Grilled aubergine


A raw aubergine, though handsome and exotic, is about as inedible and unappetising a vegetable as you could sink your teeth into. Even at that, it’s a bit fussy about how it’s cooked. I’ve never eaten boiled aubergine and it doesn’t appeal to me, and because it absorbs so much oil when fried, grilled or roasted it is important to use a good olive oil, as that will be an essential part of the cooked flavour. Any of these cooking methods will turn an aubergine into one of the most flavoursome, adaptable and useful vegetables.

Very often the first thing I do to start an aubergine dish is to slice it and then grill the slices. The result is one of the most useful things in a vegetarian cook’s armoury. It isn’t only for the rich, intense, roasted flavour that I cook aubergine this way, but also because it is so easy to control the degree of cooking, the texture, shape and size of the aubergine slices. Strictly speaking, the way we do it is more roasted than grilled. A good fan oven with even, dry heat is perfect, otherwise use a grill. The method is simply this: cut the aubergine into slices of the size, thickness and shape you want, brush the slices on both sides with a good olive oil, place them on an oven tray and roast them at 350-400°F (Gas Mark 4-6) for about ten minutes, until the aubergine is cooked through. Remember that aubergine shrinks a bit when cooked and do please cook it soft; undercooked aubergine is disgusting. A perfectly grilled or roasted aubergine slice is lightly browned on the outside but yields meltingly on the inside. The time and temperature depend to an extent on the thickness of the slices. I think thicker slices cook better if given a little more time at a slightly lower temperature. For grilling, place the oiled slices under a hot grill until browned and cooked, turning them once. Chargrilling, though very fashionable spasmodically, is for addicts only - the char or smoky flavour almost always outweighs that of the vegetable and usually the process leaves the vegetable revoltingly raw inside or completely burned.

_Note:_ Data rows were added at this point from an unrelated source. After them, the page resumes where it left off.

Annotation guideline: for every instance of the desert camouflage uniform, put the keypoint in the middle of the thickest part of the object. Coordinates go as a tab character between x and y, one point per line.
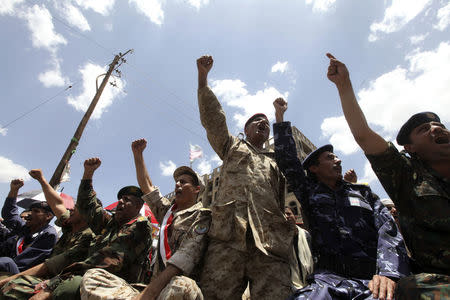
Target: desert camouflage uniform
121	250
70	248
353	235
422	198
249	231
99	284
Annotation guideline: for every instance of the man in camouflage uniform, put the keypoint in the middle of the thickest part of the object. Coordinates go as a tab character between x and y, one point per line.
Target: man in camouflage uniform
71	247
184	225
250	238
122	241
359	250
417	180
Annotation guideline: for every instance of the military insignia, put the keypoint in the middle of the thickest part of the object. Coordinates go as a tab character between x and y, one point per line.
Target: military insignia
201	228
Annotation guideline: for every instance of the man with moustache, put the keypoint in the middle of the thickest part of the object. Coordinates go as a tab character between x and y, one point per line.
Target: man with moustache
417	180
182	241
71	247
250	238
30	241
359	251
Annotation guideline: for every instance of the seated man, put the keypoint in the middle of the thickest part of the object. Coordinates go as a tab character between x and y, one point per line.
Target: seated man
360	252
71	247
121	244
184	224
30	242
417	181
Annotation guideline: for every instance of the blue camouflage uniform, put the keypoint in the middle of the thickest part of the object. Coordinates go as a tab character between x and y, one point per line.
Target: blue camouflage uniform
353	235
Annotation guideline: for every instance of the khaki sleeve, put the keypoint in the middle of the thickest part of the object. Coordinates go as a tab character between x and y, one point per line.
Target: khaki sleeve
213	120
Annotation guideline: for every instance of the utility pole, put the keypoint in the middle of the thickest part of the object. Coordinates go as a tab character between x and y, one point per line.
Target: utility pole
56	178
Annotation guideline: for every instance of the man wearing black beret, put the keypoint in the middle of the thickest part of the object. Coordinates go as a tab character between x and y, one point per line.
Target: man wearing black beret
417	180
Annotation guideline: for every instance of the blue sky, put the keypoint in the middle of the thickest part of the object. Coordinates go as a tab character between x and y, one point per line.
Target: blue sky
398	53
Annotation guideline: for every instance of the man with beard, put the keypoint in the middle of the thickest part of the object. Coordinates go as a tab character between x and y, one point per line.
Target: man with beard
121	244
31	241
71	247
250	238
418	182
359	251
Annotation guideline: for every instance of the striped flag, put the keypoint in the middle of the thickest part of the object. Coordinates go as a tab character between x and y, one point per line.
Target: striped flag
195	152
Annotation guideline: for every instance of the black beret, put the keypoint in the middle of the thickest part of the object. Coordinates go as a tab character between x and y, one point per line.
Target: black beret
254	117
413	122
130	190
312	157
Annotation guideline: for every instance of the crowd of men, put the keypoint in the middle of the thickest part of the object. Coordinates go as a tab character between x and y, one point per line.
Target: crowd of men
246	244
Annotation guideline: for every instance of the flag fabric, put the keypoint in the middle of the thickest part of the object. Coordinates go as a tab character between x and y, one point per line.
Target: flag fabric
195	152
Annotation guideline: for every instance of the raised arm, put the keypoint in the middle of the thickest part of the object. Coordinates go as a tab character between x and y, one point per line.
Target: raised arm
53	198
211	114
367	139
10	211
144	181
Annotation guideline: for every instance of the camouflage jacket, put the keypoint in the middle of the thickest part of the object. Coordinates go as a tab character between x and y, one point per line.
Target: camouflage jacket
70	248
347	224
251	188
422	198
121	250
186	241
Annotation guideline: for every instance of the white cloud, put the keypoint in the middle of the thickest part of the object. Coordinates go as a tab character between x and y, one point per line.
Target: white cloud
9	170
400	13
151	9
416	39
167	168
53	77
89	73
206	165
43	33
8	6
72	15
279	67
3	131
443	16
320	5
102	7
233	93
396	95
198	3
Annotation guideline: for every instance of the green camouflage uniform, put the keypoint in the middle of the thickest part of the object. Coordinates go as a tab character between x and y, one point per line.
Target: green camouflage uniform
121	250
191	226
70	248
422	198
249	233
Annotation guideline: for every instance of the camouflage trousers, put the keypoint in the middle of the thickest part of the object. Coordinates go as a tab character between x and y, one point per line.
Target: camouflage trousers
20	288
226	273
98	284
327	286
424	286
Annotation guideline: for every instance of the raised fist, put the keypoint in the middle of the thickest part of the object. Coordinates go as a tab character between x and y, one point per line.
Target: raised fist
16	184
37	174
138	146
92	164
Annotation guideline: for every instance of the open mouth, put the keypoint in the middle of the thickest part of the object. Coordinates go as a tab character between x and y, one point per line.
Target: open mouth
442	140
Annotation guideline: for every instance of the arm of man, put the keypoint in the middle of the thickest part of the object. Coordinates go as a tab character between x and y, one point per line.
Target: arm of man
367	139
211	114
87	204
392	258
286	154
52	197
10	211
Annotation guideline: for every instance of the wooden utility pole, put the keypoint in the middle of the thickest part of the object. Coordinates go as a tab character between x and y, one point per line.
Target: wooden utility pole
56	178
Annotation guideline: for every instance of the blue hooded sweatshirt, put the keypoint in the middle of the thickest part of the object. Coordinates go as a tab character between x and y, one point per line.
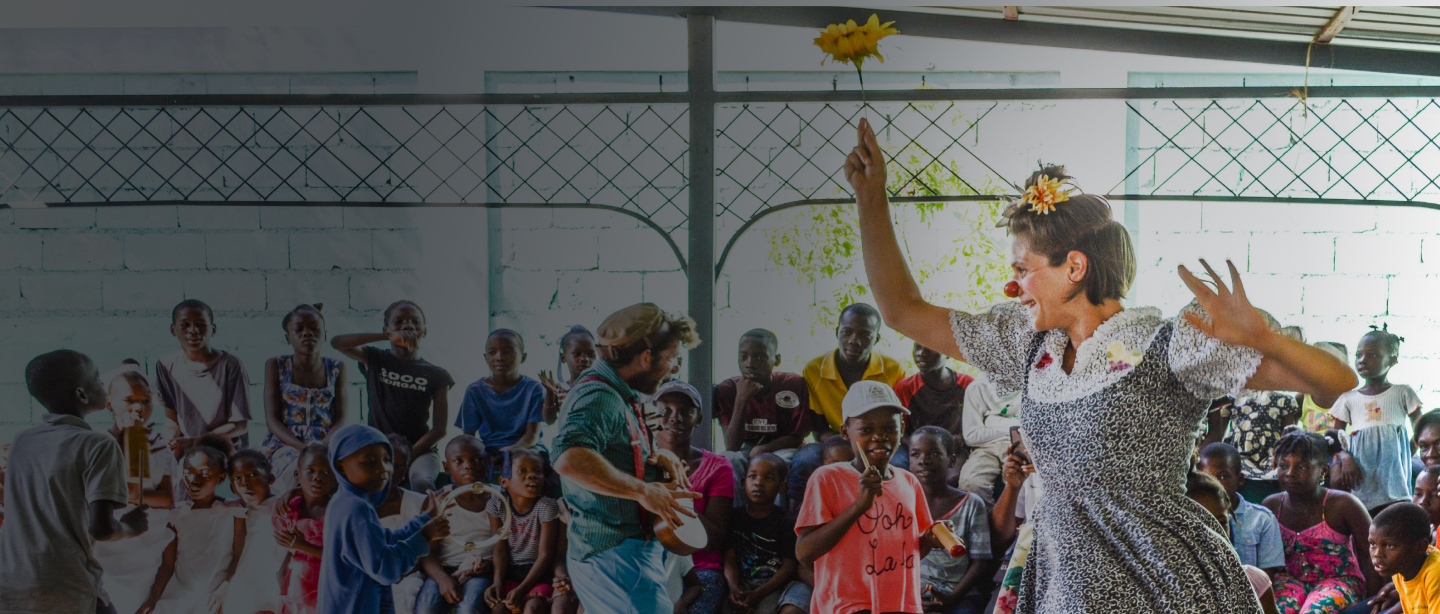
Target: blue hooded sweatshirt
360	557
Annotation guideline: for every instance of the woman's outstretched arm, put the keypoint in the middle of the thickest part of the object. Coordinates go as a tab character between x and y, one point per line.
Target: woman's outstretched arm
896	293
1286	365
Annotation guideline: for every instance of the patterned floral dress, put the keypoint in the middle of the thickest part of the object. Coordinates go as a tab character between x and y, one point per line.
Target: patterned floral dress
1256	423
308	415
1321	572
1112	441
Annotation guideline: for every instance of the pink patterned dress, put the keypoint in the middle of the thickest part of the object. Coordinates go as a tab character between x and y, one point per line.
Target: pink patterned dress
1321	574
301	588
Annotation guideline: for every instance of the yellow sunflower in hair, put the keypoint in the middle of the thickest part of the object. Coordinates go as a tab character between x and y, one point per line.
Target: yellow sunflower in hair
1044	195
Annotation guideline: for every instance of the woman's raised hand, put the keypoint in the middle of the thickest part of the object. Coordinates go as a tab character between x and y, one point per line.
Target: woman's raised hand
866	166
1231	316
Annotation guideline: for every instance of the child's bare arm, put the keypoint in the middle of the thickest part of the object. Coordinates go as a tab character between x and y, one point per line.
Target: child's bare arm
439	415
549	535
337	405
1358	523
236	548
162	496
529	438
274	404
350	345
732	570
167	570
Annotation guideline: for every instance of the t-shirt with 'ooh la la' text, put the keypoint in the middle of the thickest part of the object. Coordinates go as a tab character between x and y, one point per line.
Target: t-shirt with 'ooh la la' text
876	565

Once you’ve got into the habit of cooking aubergines this way, there are millions of uses for it. For pasta dishes, do thinnish round slices, then halve them and add them to the pasta sauce. Lengthways slices can be rolled around a stuffing, layered into a bake or a sandwich like the recipe for aubergine gamelastra. In fact there are loads of recipes scattered through the book which are based on grilled aubergines.